When he meets and falls in love with Cynthia Hargreaves he’s shocked to find the feelings are mutual. They begin a relationship, get married and Cynthia soon becomes pregnant. It doesn’t take long for Cynthia to realize she’s not cut out for motherhood so she runs off with a coworker. Lars does the best he can for their daughter, Eva, and that includes introducing her to the finest cuisine he can create. When a tragedy occurs, baby Eva is left in the care of her aunt and uncle, and readers watch her grow and change into adulthood….some of the time.

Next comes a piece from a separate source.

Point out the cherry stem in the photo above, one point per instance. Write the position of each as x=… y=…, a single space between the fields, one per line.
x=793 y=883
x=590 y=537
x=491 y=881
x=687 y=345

I didn’t dislike Kitchens of the Great Midwest. I enjoyed the author’s writing for the most part, but this book reads much more like a compilation of loosely related short stories than an actual novel. Characters came and went – sometimes never to be heard from again and sometimes years later at very different points in their lives. I felt this tactic interrupted the flow of the book unnecessarily.
The book is broken up into sections and each section has a food theme – or at least the section title does. The story(ies) is told in third person omniscient, thank goodness. Otherwise, I think it would have been a nightmare to follow whose chapter I was reading. To some degree, I’d have to say the author was quite good at giving each character his or her own voice – no small feat in a book with so many different characters. However, I did find that the author gave “themes” to his characters. Snarky to several and goody-two-shoes to others. For instance, Braque’s character had an extremely similar “eff the world” mentality than that of Jordy’s character. This had them both sounding more like angry teenage boys instead of adults.
By the end of the book, Eva was almost God-like. She’d become a wildly successful culinary celebrity who was charging exorbitant amounts of money for one dinner while guests literally (yes, literally) rolled around on the ground in ecstasy while crying tears of joy. Yet, through it all, she remained humble and unfailingly sweet. Since the author spent so much time bouncing around and head-hopping I didn’t think readers had enough opportunity to fully connect with Eva and find out just how realistic any of this was. I know I didn’t.
I’m not sure what I was expecting, judging from the book’s title. There are a smattering of recipes sprinkled throughout, but the book doesn’t rely solely on a food theme at all. Which is fine of course, but I just didn’t think the title accurately reflected the stories within the book. Much of the plot (and subplots) was left up in the air with no clear resolution. We met too many characters in crisis and were never privy to any resolution – even when the character appeared chapters later.
As I said in the beginning of this review, I didn’t dislike Kitchens of the Great Midwest. I just think this book could have been done a bit differently. I was on the ratings fence, because I was undecided whether to give it three or four stars. Since Amazon doesn’t give a three and half-star option I bumped it up to four.